I was walking on the boardwalk at Venice Beach yesterday morning, and if you get here early enough, it’s kind of peaceful and beautiful. The annoying tourists haven’t yet descended from their hotels and Airbnbs, and the equally annoying homeless are still asleep in their ramshackle tents. As I looked out on the horizon where the ocean meets the sky, all I thought about was Rob and me—aka the sand and the water.

We didn’t spend nearly enough time here as we should have, but that didn’t stop me from seeing Rob everywhere I looked.

I walked past the skate park where he would sometimes go right about the same time of day I was there, before the really good skateboarders dropped in to perform gnarly tricks for the sightseers to post on Instagram.

“I can’t keep up with those guys anymore,” I remember Rob telling me, “although I still love to do it and can still take a fall.” For as long as he lived with us, he had the bruises and skinned knees to prove it.

Walking along the boardwalk heading toward Santa Monica, I passed a bunch of bike and surf shops and then a T-shirt place where he worked for a brief time. Rob liked hanging out with some of the other kids who worked there (mainly because they were all getting high together), but he hated scamming the tourists, who were routinely overcharged—sometimes by hundreds of dollars—for custom T’s and sweatshirts.

“I feel bad for them and I feel bad doing it,” he told me, “but that’s the stupid job.”

I strolled by one of the many restaurants where he tried to get other stupid jobs. All I remember about this particular rundown cafe is that the bartender told Rob that the owner was about to sell the place and it wouldn’t be such a smart move to start there any time soon. That was almost two years ago.

A scruffy young guy wearing what must have been his only pair of pants and had duct tape around his sneakers was washing his dirty face in the water fountain. I immediately flashed on how I used to worry that Rob might end up homeless and living on the beach just a few minutes away from us. That was my worst nightmare until he figured out an even better one.

My other shitty memory about this sunny place is when I picked him up right under the iconic Venice sign at the intersection of Windward and Pacific to drive him to the emergency room the first time he was suicidal and the umpteenth time he broke my heart. We never got to build any sandcastles on the beach this time around.
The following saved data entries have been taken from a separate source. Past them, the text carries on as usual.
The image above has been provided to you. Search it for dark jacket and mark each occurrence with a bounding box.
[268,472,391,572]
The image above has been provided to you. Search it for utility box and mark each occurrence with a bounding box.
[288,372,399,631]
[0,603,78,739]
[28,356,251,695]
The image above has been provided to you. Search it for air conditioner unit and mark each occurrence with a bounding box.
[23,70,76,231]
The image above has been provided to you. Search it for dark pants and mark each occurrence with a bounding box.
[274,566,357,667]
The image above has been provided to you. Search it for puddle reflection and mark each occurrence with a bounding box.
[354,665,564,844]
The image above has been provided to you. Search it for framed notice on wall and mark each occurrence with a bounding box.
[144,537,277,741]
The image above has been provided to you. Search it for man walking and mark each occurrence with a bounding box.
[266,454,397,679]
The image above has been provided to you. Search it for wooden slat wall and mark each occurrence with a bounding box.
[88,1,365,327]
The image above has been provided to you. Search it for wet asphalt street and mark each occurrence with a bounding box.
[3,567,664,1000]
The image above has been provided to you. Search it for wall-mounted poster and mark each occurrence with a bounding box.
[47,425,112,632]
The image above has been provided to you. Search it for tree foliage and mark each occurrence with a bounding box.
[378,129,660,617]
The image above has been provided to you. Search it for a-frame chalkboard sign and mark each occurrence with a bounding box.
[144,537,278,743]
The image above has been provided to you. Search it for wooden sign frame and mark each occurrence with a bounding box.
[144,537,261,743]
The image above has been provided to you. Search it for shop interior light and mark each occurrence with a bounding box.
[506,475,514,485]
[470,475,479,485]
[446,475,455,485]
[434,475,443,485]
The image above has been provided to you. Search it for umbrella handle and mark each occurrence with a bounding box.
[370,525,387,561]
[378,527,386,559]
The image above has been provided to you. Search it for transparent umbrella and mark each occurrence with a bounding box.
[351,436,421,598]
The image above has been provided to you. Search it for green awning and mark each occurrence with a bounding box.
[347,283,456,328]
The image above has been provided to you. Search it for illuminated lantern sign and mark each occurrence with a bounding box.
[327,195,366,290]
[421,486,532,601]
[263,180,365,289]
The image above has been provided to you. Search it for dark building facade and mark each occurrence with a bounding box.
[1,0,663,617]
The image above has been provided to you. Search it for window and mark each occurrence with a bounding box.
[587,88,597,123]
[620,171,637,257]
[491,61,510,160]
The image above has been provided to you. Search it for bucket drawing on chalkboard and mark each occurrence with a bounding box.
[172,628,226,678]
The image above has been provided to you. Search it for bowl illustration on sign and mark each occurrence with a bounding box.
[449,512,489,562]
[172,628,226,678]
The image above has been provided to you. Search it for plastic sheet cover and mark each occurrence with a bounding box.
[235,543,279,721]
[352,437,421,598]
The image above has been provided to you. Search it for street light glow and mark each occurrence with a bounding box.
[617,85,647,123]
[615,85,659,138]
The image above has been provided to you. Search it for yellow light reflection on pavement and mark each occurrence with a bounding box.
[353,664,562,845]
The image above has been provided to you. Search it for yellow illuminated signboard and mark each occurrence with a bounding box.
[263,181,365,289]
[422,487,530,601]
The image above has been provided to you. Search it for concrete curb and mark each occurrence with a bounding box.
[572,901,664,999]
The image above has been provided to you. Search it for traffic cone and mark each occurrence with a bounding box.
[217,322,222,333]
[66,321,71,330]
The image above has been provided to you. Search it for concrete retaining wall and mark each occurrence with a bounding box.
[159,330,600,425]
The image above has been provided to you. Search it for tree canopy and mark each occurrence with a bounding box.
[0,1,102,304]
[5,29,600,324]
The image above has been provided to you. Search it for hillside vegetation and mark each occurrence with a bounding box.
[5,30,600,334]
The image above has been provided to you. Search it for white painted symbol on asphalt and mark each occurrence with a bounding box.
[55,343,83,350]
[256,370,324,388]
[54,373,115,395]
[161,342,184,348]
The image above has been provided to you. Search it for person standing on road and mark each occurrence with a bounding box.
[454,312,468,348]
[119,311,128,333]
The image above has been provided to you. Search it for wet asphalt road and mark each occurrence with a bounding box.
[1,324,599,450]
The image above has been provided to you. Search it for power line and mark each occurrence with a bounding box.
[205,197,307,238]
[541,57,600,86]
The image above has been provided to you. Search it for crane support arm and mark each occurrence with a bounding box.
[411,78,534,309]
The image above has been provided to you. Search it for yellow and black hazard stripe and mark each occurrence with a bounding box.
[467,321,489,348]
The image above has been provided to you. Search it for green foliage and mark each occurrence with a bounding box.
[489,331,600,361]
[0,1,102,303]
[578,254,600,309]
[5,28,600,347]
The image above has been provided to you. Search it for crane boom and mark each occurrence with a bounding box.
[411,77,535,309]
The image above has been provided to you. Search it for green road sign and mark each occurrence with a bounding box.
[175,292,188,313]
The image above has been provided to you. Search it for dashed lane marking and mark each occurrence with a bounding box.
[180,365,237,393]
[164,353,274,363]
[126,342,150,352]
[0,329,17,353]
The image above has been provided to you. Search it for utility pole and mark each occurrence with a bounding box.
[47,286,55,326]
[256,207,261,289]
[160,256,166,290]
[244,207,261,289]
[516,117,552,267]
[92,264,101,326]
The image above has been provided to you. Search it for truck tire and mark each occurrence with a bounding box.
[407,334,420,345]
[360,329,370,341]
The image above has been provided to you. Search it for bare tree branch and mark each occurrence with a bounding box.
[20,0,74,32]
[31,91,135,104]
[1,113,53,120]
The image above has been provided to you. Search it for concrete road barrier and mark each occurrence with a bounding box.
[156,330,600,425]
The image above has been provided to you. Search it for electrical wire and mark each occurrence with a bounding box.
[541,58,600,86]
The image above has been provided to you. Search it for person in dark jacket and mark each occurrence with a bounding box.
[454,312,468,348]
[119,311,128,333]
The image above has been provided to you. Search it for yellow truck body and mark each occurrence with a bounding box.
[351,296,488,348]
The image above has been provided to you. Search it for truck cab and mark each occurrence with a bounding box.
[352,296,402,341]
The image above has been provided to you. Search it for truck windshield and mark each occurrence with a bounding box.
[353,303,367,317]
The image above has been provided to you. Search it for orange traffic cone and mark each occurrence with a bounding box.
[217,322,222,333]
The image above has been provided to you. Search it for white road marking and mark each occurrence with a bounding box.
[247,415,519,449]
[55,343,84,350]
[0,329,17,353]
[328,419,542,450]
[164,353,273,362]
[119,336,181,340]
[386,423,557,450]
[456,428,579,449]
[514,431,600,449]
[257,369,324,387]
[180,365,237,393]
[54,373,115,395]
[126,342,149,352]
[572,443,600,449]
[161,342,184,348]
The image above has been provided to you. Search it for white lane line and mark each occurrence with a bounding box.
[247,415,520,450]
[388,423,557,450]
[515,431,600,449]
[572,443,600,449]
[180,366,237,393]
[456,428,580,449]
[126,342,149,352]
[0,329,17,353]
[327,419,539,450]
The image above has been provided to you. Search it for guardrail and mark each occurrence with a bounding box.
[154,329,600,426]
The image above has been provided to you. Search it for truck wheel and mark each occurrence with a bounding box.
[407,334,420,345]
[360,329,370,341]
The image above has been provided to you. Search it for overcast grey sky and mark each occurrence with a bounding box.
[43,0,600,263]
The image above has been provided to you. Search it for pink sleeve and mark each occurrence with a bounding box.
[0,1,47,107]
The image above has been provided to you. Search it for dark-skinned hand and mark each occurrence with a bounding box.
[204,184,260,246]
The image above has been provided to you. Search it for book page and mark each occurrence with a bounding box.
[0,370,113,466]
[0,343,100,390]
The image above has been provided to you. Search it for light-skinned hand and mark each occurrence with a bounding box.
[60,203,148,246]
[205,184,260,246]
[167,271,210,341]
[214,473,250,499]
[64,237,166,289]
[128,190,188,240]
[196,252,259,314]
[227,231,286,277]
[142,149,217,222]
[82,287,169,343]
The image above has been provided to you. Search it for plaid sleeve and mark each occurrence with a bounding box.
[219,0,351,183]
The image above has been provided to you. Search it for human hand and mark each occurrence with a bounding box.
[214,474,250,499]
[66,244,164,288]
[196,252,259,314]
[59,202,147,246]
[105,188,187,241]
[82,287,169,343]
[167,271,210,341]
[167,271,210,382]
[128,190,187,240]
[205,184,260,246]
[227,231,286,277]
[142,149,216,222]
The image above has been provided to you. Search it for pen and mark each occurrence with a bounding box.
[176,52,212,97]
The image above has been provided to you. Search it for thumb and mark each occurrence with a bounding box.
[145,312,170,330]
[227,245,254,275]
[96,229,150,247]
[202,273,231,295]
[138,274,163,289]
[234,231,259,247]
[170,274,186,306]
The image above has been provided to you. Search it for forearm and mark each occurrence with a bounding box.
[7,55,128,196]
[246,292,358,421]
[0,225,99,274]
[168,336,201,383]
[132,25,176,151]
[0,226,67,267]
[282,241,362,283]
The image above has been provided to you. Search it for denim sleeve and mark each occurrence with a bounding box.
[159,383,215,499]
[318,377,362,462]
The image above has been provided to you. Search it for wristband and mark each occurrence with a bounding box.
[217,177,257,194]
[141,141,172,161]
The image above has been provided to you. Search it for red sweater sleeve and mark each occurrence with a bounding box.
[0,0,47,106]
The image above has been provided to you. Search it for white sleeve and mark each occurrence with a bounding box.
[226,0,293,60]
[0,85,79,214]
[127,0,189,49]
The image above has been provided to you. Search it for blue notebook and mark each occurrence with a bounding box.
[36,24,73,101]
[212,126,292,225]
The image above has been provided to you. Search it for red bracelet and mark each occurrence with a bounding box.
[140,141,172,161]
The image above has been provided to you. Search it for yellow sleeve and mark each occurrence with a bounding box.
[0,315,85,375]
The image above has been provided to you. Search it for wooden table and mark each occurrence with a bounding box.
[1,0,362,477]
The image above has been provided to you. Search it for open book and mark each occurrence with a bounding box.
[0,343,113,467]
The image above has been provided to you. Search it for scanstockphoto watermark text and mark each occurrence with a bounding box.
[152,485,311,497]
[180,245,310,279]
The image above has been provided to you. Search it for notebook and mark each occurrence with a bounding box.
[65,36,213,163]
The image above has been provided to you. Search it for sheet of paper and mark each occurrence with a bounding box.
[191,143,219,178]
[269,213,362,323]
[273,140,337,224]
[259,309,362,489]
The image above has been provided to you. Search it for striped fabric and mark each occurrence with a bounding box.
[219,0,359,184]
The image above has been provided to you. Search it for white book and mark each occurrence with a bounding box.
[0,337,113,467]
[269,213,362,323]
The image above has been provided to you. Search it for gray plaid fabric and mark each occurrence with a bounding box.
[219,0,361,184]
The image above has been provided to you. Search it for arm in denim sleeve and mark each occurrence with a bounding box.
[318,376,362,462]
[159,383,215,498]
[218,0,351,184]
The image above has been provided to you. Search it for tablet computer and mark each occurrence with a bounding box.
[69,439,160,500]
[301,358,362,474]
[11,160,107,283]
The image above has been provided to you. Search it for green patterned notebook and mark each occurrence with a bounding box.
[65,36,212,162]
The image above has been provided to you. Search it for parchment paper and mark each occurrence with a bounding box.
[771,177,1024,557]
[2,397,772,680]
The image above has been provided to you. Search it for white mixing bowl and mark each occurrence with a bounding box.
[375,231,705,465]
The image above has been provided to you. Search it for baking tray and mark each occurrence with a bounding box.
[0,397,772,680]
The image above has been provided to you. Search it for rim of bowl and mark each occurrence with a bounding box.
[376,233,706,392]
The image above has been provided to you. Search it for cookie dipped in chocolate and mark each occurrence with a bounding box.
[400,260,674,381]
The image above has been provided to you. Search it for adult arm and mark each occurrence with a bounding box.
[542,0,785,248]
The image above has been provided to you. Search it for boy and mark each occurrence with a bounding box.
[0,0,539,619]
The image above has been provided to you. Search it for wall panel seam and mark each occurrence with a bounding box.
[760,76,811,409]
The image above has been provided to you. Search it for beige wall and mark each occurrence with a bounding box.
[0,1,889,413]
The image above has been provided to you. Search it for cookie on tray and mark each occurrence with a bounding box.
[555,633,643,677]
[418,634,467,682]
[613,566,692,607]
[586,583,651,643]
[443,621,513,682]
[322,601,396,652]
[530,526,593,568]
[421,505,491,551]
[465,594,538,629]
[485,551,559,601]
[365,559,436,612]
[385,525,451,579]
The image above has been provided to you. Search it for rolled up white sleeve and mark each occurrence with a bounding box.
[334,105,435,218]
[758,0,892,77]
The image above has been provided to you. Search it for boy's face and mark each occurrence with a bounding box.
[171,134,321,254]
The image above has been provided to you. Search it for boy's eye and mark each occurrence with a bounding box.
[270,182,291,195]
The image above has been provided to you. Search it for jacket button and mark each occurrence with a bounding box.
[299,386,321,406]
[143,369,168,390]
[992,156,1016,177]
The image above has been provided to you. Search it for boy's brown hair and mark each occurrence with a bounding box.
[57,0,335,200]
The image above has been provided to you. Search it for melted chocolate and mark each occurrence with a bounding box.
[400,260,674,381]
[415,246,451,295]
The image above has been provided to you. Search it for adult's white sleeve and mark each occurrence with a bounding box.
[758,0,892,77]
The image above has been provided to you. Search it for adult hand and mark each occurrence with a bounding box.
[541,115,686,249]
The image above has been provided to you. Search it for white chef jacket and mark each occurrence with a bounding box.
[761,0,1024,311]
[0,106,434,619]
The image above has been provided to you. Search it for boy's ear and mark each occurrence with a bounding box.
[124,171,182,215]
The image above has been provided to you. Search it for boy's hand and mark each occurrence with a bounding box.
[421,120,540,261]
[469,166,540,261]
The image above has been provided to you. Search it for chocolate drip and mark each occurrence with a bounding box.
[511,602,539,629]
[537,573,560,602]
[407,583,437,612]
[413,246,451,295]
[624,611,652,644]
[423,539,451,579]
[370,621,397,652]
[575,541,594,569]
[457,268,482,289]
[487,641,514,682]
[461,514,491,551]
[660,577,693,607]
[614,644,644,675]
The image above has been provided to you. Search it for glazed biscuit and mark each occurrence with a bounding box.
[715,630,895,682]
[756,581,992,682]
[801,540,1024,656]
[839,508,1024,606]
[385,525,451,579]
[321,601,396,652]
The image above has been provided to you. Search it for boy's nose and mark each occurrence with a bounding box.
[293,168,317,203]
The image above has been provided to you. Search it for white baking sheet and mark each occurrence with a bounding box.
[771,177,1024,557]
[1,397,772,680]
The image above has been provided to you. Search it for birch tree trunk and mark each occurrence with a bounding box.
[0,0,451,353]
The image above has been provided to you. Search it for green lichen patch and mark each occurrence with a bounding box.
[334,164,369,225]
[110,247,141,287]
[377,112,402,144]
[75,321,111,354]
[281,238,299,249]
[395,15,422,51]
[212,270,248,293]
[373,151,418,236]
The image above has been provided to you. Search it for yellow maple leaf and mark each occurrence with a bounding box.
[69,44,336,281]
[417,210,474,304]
I turned around, now walking toward Marina del Rey, and noticed a few people riding Bird scooters, a jogger getting in her daily run and an older couple holding hands. And of course it wouldn’t be Venice if I hadn’t smelled the sweet stank of weed in the air. Pretty soon I sat down on a cement bench and just gazed at the magnificent ocean. I need to come here more often, I said to myself, and I remembered how hopeful Rob was when he first moved out to L.A. And then, as has been the case recently, I started talking to him.

Dude, it’s so fuckin’ nice here today. It would be nicer if you were here with me, but you kinda are. You’re right here on my arm, always and forever. You are the sand, little boy, and I will always be the water. Although now it’s mostly just tears.